Published in final edited form as: Biochem Pharmacol. 2011 Sep 6;82(12):1940–1949. doi: 10.1016/j.bcp.2011.08.026

Figure 3.

Figure 3

Hs578T-ERαLuc and Hs578T-ERβLuc cells express similar levels of ER. (A) Quantitative western blot with Hs578T-ERα (ERα), Hs578T-ERαLuc (ERαLuc), Hs578T-ERβ (ERβ), and Hs578T-ERβLuc (ERβLuc) treated with vehicle (-Dox) or 50 ng/mL Dox (+Dox). ER expression was detected using FLAG antibody and quantified by normalizing to b-actin using the Licor Odyssey near-infrared gel reader. The normalized integrated intensity for the FLAG signal is shown below the images. (B) Ligand binding assays confirmed the quantitative western blots. Hs578T-ERαLuc and Hs578T-ERβLuc cells were seeded in triplicate and treated with vehicle or 50 ng/mL Dox for 24 hr. Cells were labeled with 20 nM [3H]-E2 in the presence or absence of cold competitor for 2 hr, washed, and total cell lysate was assessed for bound radioactivity as described in Materials and Methods.
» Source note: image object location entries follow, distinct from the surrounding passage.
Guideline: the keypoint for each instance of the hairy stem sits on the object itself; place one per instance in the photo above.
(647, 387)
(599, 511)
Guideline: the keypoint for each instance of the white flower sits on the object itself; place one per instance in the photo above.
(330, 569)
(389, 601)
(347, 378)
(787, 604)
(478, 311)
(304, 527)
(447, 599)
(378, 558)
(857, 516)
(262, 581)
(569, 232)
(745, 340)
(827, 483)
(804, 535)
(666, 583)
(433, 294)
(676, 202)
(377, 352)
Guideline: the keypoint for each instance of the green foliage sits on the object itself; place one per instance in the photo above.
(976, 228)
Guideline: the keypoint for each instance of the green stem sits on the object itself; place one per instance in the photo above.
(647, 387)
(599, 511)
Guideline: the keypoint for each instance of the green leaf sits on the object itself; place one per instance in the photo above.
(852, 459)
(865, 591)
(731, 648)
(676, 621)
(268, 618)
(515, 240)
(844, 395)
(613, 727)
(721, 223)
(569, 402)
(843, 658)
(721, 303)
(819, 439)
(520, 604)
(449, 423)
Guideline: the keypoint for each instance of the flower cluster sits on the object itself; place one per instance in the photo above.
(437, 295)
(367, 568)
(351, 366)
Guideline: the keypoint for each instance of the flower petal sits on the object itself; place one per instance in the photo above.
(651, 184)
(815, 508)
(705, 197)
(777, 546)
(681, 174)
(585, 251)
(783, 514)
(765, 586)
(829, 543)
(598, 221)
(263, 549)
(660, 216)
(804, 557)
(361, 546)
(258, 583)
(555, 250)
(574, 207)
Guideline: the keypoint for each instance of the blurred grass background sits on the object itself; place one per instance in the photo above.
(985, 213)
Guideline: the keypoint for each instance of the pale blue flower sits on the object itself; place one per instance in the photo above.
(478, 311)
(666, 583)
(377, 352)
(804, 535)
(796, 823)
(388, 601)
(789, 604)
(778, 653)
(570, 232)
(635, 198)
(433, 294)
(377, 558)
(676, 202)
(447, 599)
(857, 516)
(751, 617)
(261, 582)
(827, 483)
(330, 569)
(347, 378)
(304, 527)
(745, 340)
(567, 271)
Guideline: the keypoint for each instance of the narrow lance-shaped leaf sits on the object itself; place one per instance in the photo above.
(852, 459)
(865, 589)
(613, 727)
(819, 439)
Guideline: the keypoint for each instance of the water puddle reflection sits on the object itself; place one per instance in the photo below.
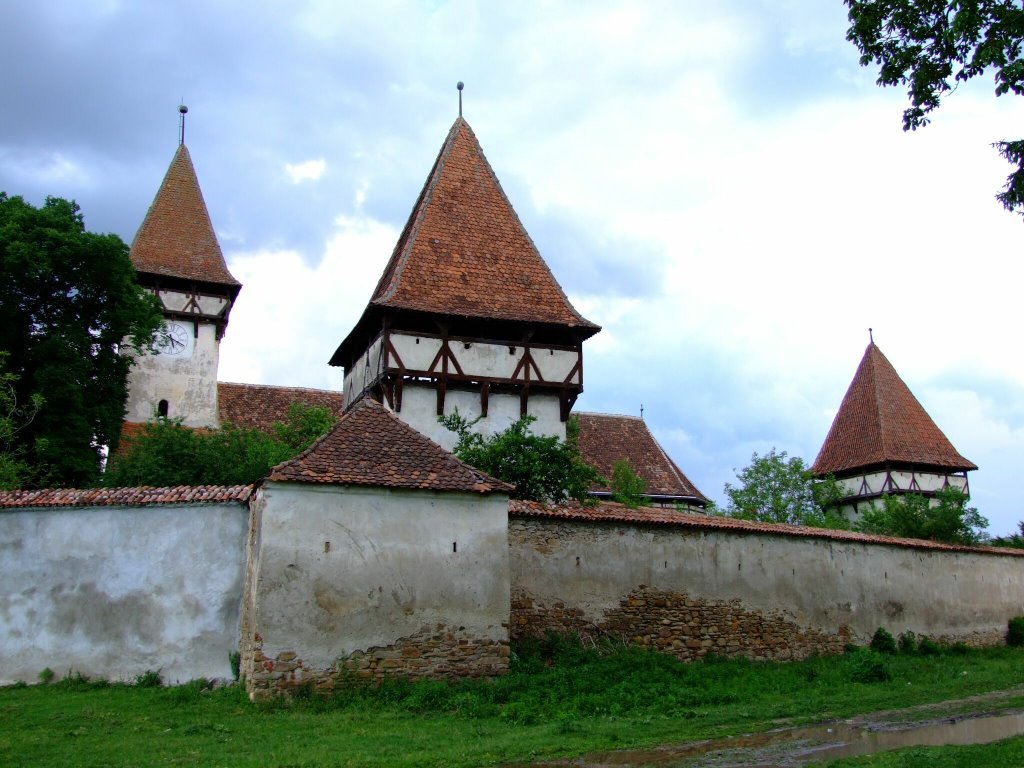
(797, 747)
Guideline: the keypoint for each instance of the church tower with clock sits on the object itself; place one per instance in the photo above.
(177, 257)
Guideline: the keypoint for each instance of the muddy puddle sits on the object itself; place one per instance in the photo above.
(798, 747)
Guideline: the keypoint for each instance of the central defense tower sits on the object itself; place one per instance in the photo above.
(467, 314)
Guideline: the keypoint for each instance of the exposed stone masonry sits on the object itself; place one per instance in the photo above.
(437, 653)
(675, 623)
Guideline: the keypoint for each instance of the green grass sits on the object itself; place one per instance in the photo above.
(557, 699)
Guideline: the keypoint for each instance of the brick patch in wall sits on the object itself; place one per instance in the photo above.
(429, 654)
(675, 623)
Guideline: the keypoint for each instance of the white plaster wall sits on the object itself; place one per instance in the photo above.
(335, 569)
(188, 384)
(366, 371)
(818, 584)
(419, 410)
(113, 592)
(927, 481)
(499, 360)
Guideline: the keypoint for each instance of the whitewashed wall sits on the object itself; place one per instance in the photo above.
(113, 592)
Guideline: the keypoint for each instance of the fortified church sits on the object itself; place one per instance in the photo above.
(376, 553)
(466, 315)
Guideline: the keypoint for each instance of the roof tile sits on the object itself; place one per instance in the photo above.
(465, 252)
(880, 421)
(605, 438)
(610, 512)
(370, 445)
(176, 239)
(259, 406)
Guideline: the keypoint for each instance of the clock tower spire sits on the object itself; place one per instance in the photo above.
(177, 257)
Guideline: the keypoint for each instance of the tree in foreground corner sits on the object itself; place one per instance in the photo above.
(69, 308)
(931, 47)
(167, 454)
(543, 468)
(946, 518)
(777, 488)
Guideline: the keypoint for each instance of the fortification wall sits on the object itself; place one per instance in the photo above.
(113, 591)
(692, 592)
(373, 582)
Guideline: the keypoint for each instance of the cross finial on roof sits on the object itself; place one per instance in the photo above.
(182, 111)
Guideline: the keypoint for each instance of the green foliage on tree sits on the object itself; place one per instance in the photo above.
(69, 308)
(168, 454)
(14, 471)
(543, 468)
(627, 486)
(777, 488)
(946, 518)
(931, 47)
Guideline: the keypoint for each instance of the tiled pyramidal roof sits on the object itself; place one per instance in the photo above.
(369, 445)
(881, 422)
(465, 252)
(259, 406)
(176, 239)
(605, 439)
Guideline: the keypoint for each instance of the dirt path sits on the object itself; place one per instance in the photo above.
(973, 720)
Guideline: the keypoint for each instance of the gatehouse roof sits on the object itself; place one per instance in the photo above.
(176, 239)
(881, 422)
(370, 445)
(605, 438)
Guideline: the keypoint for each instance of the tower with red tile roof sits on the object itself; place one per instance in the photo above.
(467, 314)
(177, 257)
(884, 442)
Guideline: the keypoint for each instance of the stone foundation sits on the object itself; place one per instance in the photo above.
(685, 627)
(440, 653)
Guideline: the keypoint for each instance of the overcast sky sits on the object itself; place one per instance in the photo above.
(719, 185)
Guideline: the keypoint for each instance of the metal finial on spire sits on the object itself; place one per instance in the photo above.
(182, 111)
MCF7 cells were included for comparison. Two additional wells of each cell line and condition were used to determine the cell number and the numbers of receptors per cell were calculated based on a 1:1 molar ratio of ligand to receptor. The average and standard deviation of three independent experiments are shown. (C) The morphology of Hs578T-ERαLuc and Hs578T-ERβLuc was similar to that of the parent Hs578T-ERα and Hs578T-ERβ cell lines. Representative phase-contrast microscopy images of each cell line (100X magnification).